大ちゃんと一緒に驚いてしまう私……いや普通は驚きますよね!?

 

 

「なるほど、だからルーミアはレヴァンが好きなのか!」

 

「うん、大好き~♪」

 

 

なるほどじゃないでしょう!?普通に納得しちゃ駄目でしょ!

 

 

「腕は治るって言ってたけど、もう友達だから食べないって約束したの」

 

「そ、そうですか…」

 

 

改めて彼を過小評価していた事に気づきました…。食べられた腕が治る治癒力。

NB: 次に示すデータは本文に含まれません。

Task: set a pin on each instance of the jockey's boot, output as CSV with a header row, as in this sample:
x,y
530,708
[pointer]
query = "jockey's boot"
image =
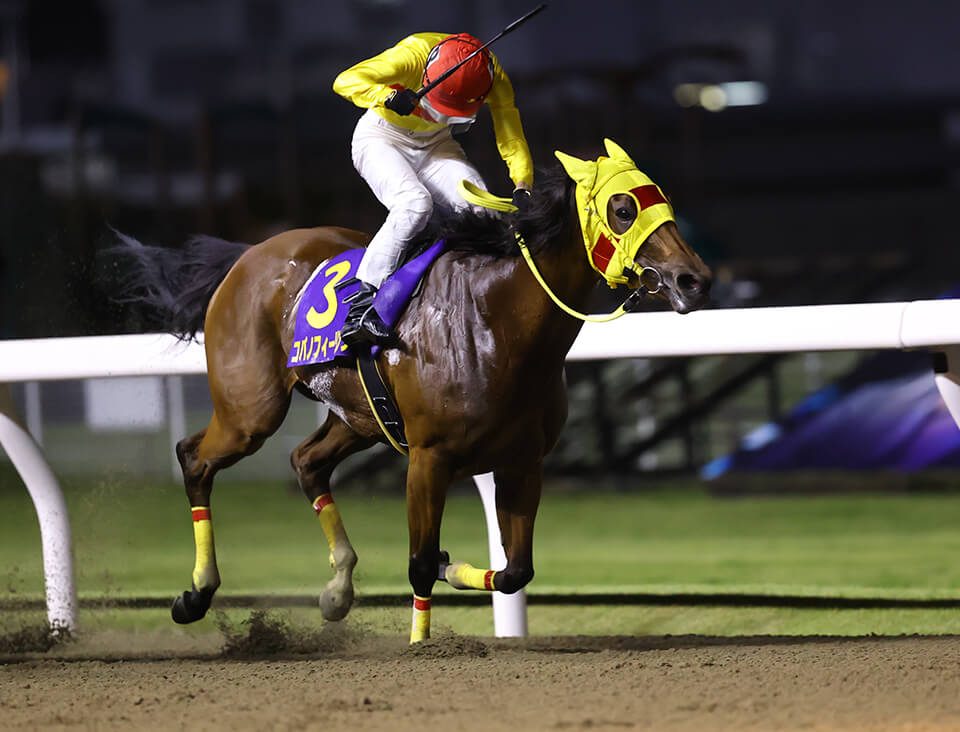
x,y
363,325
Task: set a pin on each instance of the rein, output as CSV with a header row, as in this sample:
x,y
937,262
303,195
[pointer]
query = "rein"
x,y
480,197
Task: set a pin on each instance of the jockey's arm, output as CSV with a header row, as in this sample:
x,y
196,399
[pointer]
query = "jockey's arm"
x,y
509,131
368,83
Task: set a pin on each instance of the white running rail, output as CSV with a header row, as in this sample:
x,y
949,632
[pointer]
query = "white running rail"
x,y
932,324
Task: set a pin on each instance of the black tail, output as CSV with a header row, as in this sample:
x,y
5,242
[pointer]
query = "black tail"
x,y
172,287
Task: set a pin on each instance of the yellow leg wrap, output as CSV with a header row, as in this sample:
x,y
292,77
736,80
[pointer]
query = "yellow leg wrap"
x,y
463,576
205,574
331,523
420,629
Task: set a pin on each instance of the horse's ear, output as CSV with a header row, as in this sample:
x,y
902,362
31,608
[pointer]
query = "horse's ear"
x,y
584,172
616,152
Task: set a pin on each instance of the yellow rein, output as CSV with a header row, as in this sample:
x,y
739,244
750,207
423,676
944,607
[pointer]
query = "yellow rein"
x,y
480,197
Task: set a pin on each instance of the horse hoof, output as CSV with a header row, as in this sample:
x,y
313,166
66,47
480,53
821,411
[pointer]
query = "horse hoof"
x,y
190,606
335,603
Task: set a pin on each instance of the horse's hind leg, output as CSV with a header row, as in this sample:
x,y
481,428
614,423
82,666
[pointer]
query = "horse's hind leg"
x,y
428,478
201,456
314,460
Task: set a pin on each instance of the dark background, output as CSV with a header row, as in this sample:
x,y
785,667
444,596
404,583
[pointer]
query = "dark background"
x,y
167,117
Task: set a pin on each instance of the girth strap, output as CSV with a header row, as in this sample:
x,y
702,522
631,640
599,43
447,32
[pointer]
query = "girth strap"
x,y
384,409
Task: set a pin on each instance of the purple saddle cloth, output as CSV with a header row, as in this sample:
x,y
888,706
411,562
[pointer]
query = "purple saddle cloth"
x,y
322,312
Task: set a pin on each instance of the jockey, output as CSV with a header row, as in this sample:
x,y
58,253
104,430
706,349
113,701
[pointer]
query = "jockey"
x,y
404,149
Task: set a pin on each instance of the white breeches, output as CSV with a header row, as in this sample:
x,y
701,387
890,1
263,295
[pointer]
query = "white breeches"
x,y
407,171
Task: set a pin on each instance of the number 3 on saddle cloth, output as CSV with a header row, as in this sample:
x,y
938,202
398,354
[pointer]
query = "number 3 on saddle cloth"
x,y
321,312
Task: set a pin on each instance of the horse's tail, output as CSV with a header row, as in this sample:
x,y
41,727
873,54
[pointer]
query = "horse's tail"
x,y
172,287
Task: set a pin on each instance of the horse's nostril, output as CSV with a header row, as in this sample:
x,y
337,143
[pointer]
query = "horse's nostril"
x,y
688,283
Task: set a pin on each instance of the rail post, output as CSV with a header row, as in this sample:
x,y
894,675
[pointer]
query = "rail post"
x,y
509,611
28,460
946,369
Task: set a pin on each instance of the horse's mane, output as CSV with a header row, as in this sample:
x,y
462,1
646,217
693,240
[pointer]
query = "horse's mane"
x,y
493,233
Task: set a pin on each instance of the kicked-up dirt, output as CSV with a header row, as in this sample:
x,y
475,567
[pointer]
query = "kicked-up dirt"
x,y
268,677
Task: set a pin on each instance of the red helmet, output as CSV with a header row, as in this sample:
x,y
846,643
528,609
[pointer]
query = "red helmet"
x,y
462,93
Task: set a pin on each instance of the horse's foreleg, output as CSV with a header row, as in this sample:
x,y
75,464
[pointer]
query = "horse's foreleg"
x,y
427,481
518,497
314,460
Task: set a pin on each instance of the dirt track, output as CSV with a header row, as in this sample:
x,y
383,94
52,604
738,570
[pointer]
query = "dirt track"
x,y
461,683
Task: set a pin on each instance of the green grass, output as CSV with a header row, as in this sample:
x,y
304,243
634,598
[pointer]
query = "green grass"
x,y
135,539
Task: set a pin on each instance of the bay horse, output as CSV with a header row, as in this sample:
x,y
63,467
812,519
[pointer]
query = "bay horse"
x,y
478,374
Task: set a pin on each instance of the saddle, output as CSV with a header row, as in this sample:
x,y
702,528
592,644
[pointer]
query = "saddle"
x,y
321,309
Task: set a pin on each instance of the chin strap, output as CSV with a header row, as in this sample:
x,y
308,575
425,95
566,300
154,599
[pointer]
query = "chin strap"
x,y
480,197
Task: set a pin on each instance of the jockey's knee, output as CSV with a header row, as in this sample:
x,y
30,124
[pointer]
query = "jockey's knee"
x,y
416,207
423,571
512,579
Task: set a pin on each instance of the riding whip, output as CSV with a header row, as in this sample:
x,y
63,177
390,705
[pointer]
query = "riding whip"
x,y
513,26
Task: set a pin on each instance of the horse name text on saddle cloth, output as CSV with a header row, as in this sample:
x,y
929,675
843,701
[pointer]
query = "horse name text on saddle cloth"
x,y
321,310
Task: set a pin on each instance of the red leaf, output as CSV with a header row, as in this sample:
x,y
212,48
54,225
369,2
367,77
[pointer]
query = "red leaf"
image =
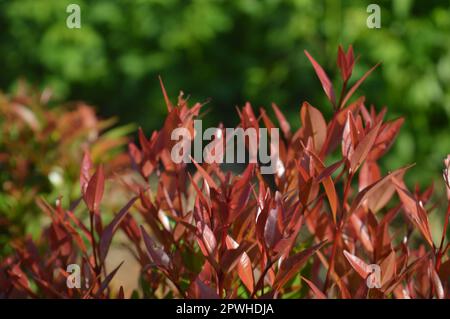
x,y
292,264
317,292
108,232
107,280
363,148
359,265
205,175
284,124
356,85
156,253
94,190
314,125
206,240
324,80
244,264
414,211
86,166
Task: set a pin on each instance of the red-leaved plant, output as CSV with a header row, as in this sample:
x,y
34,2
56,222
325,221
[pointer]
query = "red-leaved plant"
x,y
314,229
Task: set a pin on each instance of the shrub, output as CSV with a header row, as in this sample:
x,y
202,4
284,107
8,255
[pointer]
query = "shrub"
x,y
314,229
41,146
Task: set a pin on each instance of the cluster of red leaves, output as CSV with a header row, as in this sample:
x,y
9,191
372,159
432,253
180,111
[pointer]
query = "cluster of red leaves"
x,y
40,139
310,230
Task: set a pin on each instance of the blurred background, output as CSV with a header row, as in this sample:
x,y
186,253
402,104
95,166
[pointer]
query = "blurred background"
x,y
236,51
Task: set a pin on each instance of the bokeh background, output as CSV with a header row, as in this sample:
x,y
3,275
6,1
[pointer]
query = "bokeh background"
x,y
236,51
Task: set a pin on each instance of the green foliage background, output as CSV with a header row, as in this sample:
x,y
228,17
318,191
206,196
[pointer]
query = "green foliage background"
x,y
234,51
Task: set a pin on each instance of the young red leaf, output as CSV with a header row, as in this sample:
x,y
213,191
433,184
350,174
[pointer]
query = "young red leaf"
x,y
356,85
324,80
314,125
86,166
317,292
108,232
359,265
94,190
156,253
292,264
363,148
244,264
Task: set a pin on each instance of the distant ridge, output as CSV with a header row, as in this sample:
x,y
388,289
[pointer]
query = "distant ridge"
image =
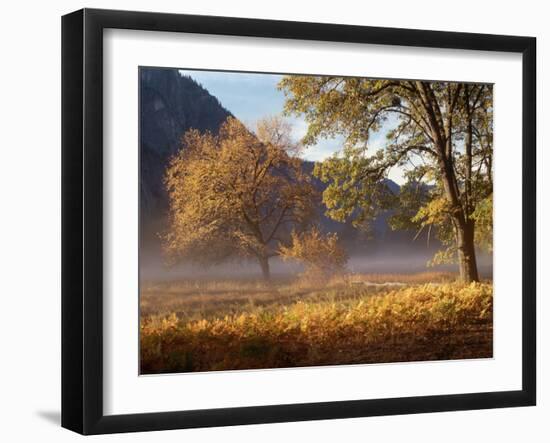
x,y
171,104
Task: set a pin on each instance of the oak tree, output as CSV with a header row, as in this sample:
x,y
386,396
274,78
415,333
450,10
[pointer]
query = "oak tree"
x,y
237,193
441,130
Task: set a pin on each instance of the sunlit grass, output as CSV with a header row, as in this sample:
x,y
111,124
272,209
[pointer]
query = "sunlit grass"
x,y
202,326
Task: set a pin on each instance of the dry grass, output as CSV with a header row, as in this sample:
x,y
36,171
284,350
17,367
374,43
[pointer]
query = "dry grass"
x,y
204,326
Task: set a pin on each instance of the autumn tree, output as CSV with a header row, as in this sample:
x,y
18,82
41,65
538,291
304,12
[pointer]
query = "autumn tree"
x,y
441,130
321,253
237,193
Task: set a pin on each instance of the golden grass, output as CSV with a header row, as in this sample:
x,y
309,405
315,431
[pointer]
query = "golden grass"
x,y
285,325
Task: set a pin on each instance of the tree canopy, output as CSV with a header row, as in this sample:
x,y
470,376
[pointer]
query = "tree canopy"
x,y
237,193
441,132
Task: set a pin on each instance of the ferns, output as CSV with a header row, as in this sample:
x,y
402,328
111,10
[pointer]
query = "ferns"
x,y
420,322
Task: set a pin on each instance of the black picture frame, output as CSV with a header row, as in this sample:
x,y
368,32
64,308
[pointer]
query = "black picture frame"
x,y
82,219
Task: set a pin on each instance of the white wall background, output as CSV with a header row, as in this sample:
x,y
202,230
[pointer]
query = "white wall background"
x,y
30,219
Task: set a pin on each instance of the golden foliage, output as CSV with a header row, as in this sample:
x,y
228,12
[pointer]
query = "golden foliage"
x,y
420,322
235,193
321,253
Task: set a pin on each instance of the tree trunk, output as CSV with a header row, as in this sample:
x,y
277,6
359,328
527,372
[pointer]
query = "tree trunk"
x,y
466,252
264,264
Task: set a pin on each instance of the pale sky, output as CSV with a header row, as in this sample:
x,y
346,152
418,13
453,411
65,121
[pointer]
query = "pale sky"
x,y
250,96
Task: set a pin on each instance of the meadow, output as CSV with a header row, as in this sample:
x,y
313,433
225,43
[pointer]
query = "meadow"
x,y
209,325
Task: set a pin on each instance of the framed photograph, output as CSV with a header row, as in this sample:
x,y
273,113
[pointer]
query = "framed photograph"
x,y
269,221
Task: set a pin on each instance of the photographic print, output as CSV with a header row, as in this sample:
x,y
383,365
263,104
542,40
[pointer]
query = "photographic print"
x,y
307,220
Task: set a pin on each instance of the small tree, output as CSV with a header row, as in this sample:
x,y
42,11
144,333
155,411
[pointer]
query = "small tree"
x,y
236,194
321,253
442,129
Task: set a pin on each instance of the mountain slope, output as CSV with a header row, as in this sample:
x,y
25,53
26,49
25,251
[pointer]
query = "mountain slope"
x,y
170,104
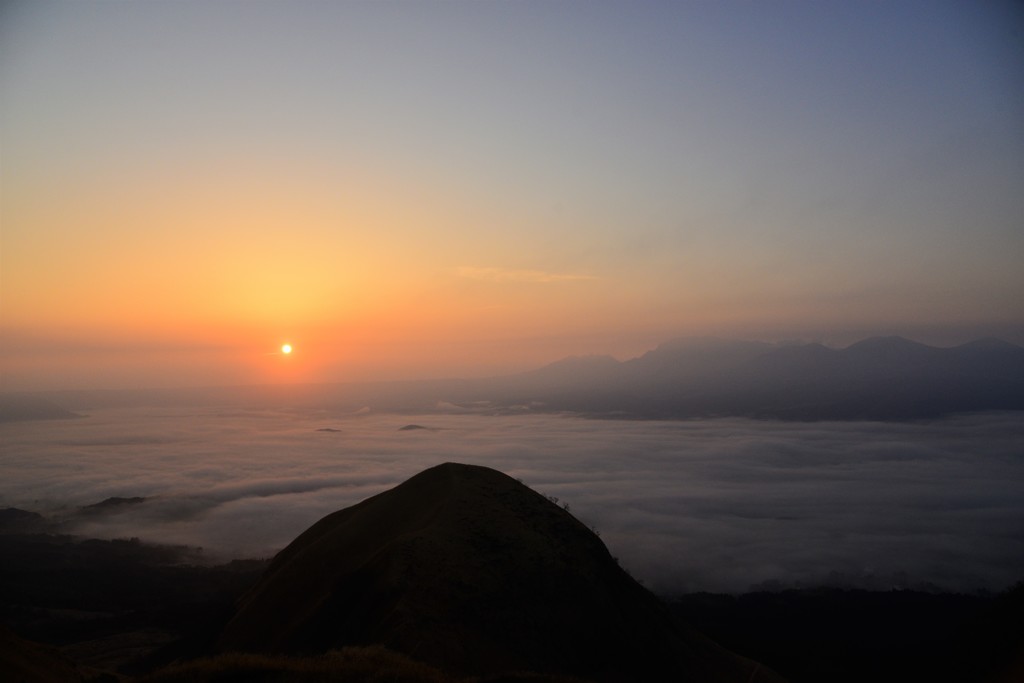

そして…会ったばかりの妖怪に腕を食べさせる優しさ…。いくら治るとはいえ、そんな事が出来るなんて…優しいにも程がありますよ…。

 

 

 

 

…………もしかしたら、彼なら妹様の事も何とかしてくれるかもしれない。そんな淡い希望が浮かび、紅魔館を眺める。

 




文章の終わりらへんって、どんな事書けば綺麗に収まるのか悩みます…。

サンドワームの初陣は若干地味めの印象ですね。でも勝ったからいいんです。